Time is more important than money: Did you hear the one about the guy who thought the 40-hour work week was such a good idea he did it twice every week?  Once your needs, and perhaps some of your wants, are satisfied it becomes increasingly expensive – and foolish – to trade more time for more money.  If happiness is your goal time to build relationships, relax, and enjoy life cannot be neglected.

Erin Callan, a former CFO of Lehman Brothers who lost her job in the financial crisis and has stepped back from the world of power and money to gain more balance in her life, confessed,

“It may seem like a strange thing to say, but sometimes I’ll look around and I’ll see a huge yacht or we’ll go by a beautiful house, and the first thing that comes into my head is not like, ‘Oh, wow, wouldn’t that be great?’  The first thing that comes into my head is, ‘I wonder what they are giving up to be able to have that.’”

Think twice before giving up too much time for money.  Time is essential; money is important.            

Saving is more important than income: There is a lot of truth in the old cliché “It’s not what you make, but what you keep, that counts.”  Someone that makes a moderate income and develops the habit of regularly saving10% or more will be much better off in the long run than someone who makes a lot but spends it all.  Saving is essential; increasing your income is important.     

Saving is more important than investing: Saving is the foundation of financial success.  Without saving first you will never have any assets to invest.  A habit of regular saving is where it all starts.  That is why I consider your personal savings rate to be the most important measurement in personal financePhil DeMuth sums it up perfectly: “‘Save’ – the sum of all financial planning wisdom in one word.”  Saving is essential; investing is important.

Behavior is more important than knowledge: It doesn’t do any good to know everything there is to know about budgeting if you consistently spend more than you earn.  Understanding the concept of compound interest is useless if you continue to rack up credit card debt and don’t save.  Index funds allow you to become an above average investor with very little knowledge – if you can control your behavior.  The principles of personal finance are not difficult but controlling our behavior is.  Behavior is essential; knowledge is important.

Your behavior is more important than the market’s behavior: Most of us worry far too much about what the market is doing and far too little about our own behavior in response to it.  Over the long term the day-to-day dance of the markets has little meaning but our reaction to it can mean the difference between financial independence and financial insecurity.

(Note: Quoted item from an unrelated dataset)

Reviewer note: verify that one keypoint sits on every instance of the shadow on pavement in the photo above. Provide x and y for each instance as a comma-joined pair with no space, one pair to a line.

Poor behavior causes investors in mutual funds to vastly underperform the funds they are invested in.  As one of Carl Richards’ brilliant drawings show, this difference is known as “the behavior gap.”

behavior-gap_carl-richards

All it takes to avoid this gap is the discipline to do nothing – or at least nothing new.  Simply ignore your emotions and stick to a long-term plan of regular investing whether the market is up or down.  To turn an old cliché on its head, “Don’t just do something, stand there.”  Your behavior is essential; the market’s behavior is meaningless in the short term and important, but beyond your control, in the long-term.   

Big financial decisions are more important than small financial decisions: Getting the big things right – housing, transportation, avoiding credit card debt, paying yourself first, saving for retirement – will drive the plot of your financial story.  Small day-to-day decisions add up, and do make a difference, but they are not nearly as important as the big-ticket items.  Getting the big things right will provide a margin of safety for the occasional slip-up on smaller items.  After all, we are all human.  However, if you get the big things wrong then day-to-day mistakes could put you over the edge.  Big financial decisions are essential.  Small financial decisions are important.

 

Setting priorities is a vital skill to develop on your financial journey.  Focusing first on the essential, and only later on the important, will allow you to make the quickest progress along the exciting path to rewriting your financial story.